SAMUEL BENCHIMOL: UM POUCO-ANTES, ALÉM-DEPOIS

Em: 08 de Julho de 2002 Visualizações: 3658

.Numa crônica divertida, Nelson Rodrigues afirma que os ingleses não existem. A Inglaterra é, portanto, uma paisagem sem ingleses. O inglês, tal como o imaginamos - o gentleman de porte altivo, maneiras elegantes, dotado de sense of humour - é produto da nossa fantasia. Quem, então, mora na Inglaterra? São pessoas como os hooligans, aqueles torcedores violentos, estúpidos e bárbaros. Nelson Rodrigues abre uma exceção:

-  O único inglês da vida real, de fala mansa e sentimentos nobres, vive no Rio de Janeiro, é o escritor brasileiro Antônio Callado.

As exceções certamente seriam duas, se o cronista tivesse conhecido Samuel Benchimol, nascido ali, na rua Quintino Bocaiúva, em Manaus, no dia 13 de julho de 1923. Paraense por parte do pai, Isaac, cujo berço foi o barranco do rio Tapajós, e amazonense por parte da mãe, Nina, nascida em Tefé, esse canceriano honrou sua dupla identidade amazônica. Mas, apesar disso, continuou sendo um inglês legítimo, porque sóbrio, discreto, elegante, transpirando serenidade, polidez, delicadeza. Enfim, um lorde, de fino trato, com o seu "perfil de medalha, de moeda".

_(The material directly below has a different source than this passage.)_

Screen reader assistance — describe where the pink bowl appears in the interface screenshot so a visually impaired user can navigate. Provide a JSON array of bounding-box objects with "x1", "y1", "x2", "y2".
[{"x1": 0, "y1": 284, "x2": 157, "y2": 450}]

Essa imagem do professor Samuel Benchimol, que acaba de nos dar seu último adeus, ficou registrada em minha memória, desde a primeira vez que o vi, em 1977, quando voltei do exílio. Naquele momento, a Faculdade de Economia da Universidade do Amazonas organizava um ciclo de debates sobre a re-divisão territorial da Amazônia Legal. Compareci à palestra dele, crente que iria encontrar um "coronel de barranco". Surpreendi-me com um conferencista charmoso, dono de um estilo requintado que cativava a todos com um discurso fluente, idéias claras, argumentos sólidos, apoiados numa lógica cartesiana, bem costurada.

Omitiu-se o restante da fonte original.